Indignés de la défense : « Une fois debout, la révolte semble naturelle ! »...

Publié le par NPA 06 Ouest

Les Indignés parisiens occupent le parvis de la Défense depuis un mois. Posons notre regard sur eux, sur leur lutte et la répression qu’ils subissent. Ces témoignages sont ceux de deux Indignés parmi tant d’autres.

Les Indignés occupent depuis maintenant un mois le parvis de la Défense, que retiens-tu de cette occupation ?
François. On a eu des moments positifs, on a eu des moments négatifs. Ces moment négatifs ont été très très durs mais pour moi même une charge de CRS peut devenir un moment positif quand c’est retransmis
par les médias. C’est à notre avantage car ça ne peut que les discréditer, que montrer la faiblesse du système. De la même façon, la destruction de l’œuvre d’art est pour moi quelque chose de positif car cela ne fera que desservir le système et montrer leur méchanceté, leur manque d’intelligence.

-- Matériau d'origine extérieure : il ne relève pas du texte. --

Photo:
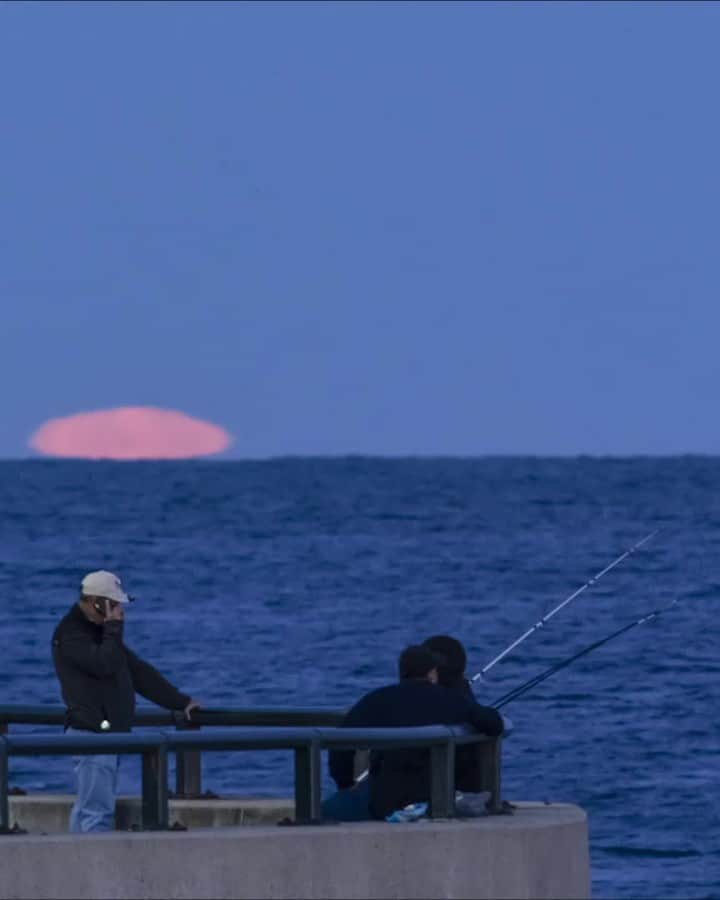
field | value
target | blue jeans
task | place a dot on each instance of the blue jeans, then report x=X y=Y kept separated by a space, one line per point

Fabrice. C’est un acte symbolique majeur. Il s’agissait de marquer la reprise en main du lieu majeur de la finance, devenue la main de fer à la barre des Nations. L’occupation a duré un mois, bien plus que prévu. Elle ne pouvait être définitive, afin de permettre au mouvement de déployer son énergie sur d’autres terrains idéologiques – le prochain étant les droits de l’homme. Cette occupation a marqué une complexification de l’organisation. En effet, si les occupants étaient une cinquantaine, il faut compter qu’environ 200 personnes collaborent sur des outils internet (de l’envergure de ceux des grandes entreprises) pour avancer dans les commissions et groupes de travail (pédagogie, recherches, presse, juridique, actions, communication, traduction, web etc.). Le mouvement est jeune et présente les défauts de la jeunesse ; aussi,
ce mois a-t-il été émaillé de quelques tensions et dissensions propres à une sorte de « crise d’adolescence ». On peut dire que les mouvements espagnol, allemand ou nord-américain sont plus vieux d’un an, et que les deux premiers présentent une vieille culture de l’autogestion pragmatique. Dans quelques mois, la France sera au même niveau.

À la suite des violences policières, des plaintes ont été déposées. Penses-tu qu’elles aboutiront ? Des Indignés travaillent-ils sur ces questions plus spécifiquement ?
Fabrice. La question est inexacte. Aucune plainte n’a été déposée à ce jour. Une « plainte commune » d’une quinzaine de citoyens (indignés, donc) est portée par un trio d’avocats pénalistes bénévoles. Elle devrait être déposée vers le 15-20 décembre au procureur et/ou à l’Inspection générale des services (IGS). Ensuite, une procédure de trois à six mois s’enclenchera. Son but : faire la lumière sur la chaîne de commandement et établir les responsabilités. Les étapes en seront totalement médiatisées. Nous espérons une condamnation de principe de la répression par la justice. Ainsi, nous pourrons un jour espérer voir les Indignés agir dans l’espace public sans craindre la répression. Cette répression qui ne semble pas exister ailleurs dans de telles proportions (à vérifier). Rappel : en France, la notion de Class Action (plainte collective) n’existe pas, cette plainte ne peut pas être celle des Indignés en tant que groupe informel. En revanche, cette plainte est symboliquement celle de la cause.

On reproche souvent au mouvement des Indignés le manque de perspectives, que réponds-tu à cette critique ?
Fabrice. Les propositions sont multiples. Les opinions nihilistes, anarchistes, « aquabonistes » sont minoritaires. Évidemment, elles sont les plus visibles car les plus spectaculaires de prime abord. En réalité, les groupes de travail économie, monnaie-banques, droits de l’homme, Constituante et pédagogie établissent des programmes, actions, propositions. Les adopter au consensus est long, car c’est celui de l’intelligence, et non pas celui de l’occupation de l’espace public. Vous verrez apparaître des résultats au printemps. Nous ne sommes pas dans le temps de cette société du spectacle, de la consommation et de l’immédiateté que nous haïssons.

Qu’aimerais-tu dire aux personnes qui n’ont pas encore rejoint les Indignés ?
François. La lutte c’est tout le monde. On a besoin de tout le monde. Ce ne sont pas les hôpitaux psychiatriques qui vont sauver les gens, c’est le groupe. C’est une excellente thérapie. Et aujourd’hui la Défense, c’est un groupe.
Fabrice. Un humain est libre quand il se met debout, par la raison, pour la justice, vers le futur de ses gosses. Je ne veux pas que les miens vivent dans ce monde. Et pour cela je suis prêt à sacrifier beaucoup.
Vous aurez toujours raison de vous révolter. Une fois debout, la révolte semble naturelle.

Propos recueillis par Coralie Wawrzyniak.